While on that topic, why must large model inferencing be done on a single large GPU and/or bank of memory rather than a cluster of them? Is there promise of being able to eventually run large models on clusters of weaker GPUs?
While on that topic, why must large model inferencing be done on a single large GPU and/or bank of memory rather than a cluster of them? Is there promise of being able to eventually run large models on clusters of weaker GPUs?
https://github.com/exo-explore/exo
It's a project designed to run a large model in a distributed manner. My need for GPU is to run my own machine learning research pet project (mostly evolutionary neuron network models for now), and it's a bit different from inferencing needs. Training is yet another different story.
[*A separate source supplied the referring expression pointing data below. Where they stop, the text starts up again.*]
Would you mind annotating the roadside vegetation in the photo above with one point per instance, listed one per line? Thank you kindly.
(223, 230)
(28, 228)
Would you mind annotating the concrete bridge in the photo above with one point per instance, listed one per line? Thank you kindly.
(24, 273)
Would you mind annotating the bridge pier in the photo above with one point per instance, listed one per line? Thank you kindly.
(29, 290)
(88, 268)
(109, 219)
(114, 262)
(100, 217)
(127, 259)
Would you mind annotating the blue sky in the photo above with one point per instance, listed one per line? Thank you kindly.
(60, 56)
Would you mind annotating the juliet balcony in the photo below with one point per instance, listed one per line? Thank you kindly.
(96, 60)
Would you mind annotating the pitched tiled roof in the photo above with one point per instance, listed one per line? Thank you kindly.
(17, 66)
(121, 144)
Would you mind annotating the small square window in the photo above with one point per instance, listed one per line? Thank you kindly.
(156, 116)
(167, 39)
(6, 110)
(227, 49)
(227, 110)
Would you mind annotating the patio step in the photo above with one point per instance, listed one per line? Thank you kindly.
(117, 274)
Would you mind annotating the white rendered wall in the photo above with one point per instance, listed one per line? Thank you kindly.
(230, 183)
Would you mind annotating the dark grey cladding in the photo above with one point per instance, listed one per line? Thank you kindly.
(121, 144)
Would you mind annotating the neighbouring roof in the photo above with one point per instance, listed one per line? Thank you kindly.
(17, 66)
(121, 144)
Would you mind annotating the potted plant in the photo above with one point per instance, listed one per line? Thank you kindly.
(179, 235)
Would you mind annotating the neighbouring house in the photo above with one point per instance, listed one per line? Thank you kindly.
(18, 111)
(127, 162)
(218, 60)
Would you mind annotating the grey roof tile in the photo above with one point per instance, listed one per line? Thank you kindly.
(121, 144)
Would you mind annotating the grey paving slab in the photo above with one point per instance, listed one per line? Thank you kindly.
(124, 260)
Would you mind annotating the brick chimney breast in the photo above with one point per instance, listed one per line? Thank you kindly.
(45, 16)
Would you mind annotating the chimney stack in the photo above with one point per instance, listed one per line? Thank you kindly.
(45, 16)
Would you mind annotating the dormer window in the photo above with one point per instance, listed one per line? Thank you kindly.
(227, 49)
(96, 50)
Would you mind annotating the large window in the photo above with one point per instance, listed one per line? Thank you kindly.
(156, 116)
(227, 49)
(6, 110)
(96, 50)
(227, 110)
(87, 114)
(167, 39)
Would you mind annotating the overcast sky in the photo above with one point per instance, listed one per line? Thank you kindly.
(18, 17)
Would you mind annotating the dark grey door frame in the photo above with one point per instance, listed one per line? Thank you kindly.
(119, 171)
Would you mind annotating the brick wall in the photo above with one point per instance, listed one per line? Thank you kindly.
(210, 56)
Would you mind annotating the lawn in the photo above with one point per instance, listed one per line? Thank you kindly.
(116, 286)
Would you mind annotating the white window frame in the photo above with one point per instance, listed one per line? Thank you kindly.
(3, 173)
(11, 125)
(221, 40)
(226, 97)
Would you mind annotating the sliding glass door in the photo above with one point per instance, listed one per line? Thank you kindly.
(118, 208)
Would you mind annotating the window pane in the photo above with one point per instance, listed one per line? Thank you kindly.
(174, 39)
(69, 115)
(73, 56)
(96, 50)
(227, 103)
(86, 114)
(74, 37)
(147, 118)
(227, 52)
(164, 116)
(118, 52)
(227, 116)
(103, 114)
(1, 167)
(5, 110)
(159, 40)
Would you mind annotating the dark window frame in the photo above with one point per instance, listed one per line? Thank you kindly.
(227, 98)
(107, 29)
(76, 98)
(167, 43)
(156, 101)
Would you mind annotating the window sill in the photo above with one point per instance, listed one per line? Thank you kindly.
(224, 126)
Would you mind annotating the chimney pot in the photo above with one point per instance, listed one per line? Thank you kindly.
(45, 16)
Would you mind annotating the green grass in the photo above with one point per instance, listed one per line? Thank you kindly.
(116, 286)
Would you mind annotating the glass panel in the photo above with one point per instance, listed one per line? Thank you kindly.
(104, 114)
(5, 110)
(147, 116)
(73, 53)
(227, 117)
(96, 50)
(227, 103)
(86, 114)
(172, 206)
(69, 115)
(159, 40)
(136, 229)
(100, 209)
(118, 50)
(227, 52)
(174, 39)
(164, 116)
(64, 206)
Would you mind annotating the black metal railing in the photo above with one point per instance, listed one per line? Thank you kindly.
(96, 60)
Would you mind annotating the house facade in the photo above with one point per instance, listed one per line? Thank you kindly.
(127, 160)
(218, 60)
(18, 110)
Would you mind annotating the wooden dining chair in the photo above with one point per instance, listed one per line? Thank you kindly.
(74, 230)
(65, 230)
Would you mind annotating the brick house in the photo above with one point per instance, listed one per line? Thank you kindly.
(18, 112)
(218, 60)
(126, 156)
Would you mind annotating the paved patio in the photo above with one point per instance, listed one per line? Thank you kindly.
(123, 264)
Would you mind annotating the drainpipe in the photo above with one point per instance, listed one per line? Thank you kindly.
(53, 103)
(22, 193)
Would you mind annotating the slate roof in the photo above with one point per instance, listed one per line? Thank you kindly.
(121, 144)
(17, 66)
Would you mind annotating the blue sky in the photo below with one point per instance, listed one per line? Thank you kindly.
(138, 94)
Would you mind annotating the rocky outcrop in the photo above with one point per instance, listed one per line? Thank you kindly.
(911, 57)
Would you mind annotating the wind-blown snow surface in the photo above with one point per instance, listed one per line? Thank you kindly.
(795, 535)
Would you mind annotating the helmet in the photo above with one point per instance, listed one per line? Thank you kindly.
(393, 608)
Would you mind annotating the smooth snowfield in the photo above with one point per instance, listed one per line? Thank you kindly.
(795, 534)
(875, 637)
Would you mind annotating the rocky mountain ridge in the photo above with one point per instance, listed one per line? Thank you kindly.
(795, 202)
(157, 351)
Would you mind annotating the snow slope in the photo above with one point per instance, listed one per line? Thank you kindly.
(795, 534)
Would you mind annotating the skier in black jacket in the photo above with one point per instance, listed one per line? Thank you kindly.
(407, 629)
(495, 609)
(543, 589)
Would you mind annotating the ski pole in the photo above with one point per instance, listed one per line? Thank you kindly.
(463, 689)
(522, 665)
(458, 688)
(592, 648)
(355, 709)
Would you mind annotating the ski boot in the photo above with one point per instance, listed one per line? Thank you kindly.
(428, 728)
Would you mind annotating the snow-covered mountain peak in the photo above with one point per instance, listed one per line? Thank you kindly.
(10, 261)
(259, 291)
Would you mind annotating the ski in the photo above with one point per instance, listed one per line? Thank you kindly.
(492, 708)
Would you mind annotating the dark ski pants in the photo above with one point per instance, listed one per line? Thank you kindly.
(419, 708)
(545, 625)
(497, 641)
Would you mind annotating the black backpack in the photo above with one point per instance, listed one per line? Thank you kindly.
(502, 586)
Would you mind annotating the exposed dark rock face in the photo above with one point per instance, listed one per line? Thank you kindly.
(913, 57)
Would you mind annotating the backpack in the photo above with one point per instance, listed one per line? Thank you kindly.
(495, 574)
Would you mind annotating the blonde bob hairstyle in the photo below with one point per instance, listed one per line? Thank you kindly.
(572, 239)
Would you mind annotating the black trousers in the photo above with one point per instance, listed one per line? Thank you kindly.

But yeah, I agreed. I think machine learning should be distributed more in the future.
According to the author of Exo https://blog.exolabs.net/day-1/:
> When Shard A finishes processing its layers, it produces an activation that gets passed to Shard B over whatever network connection is available. In general these activations are actually quite small - for Llama 3.2 3B they are less than 4KB. They scale approximately linearly with the size of the layers. Therefore the bottleneck here is generally the latency between devices, not the bandwidth (a common misconception).
I think that makes sense because the activations are the numbers coming out of the whole neuron network (or part of it). Compared to the number of parameters, it's not at the same magnitude.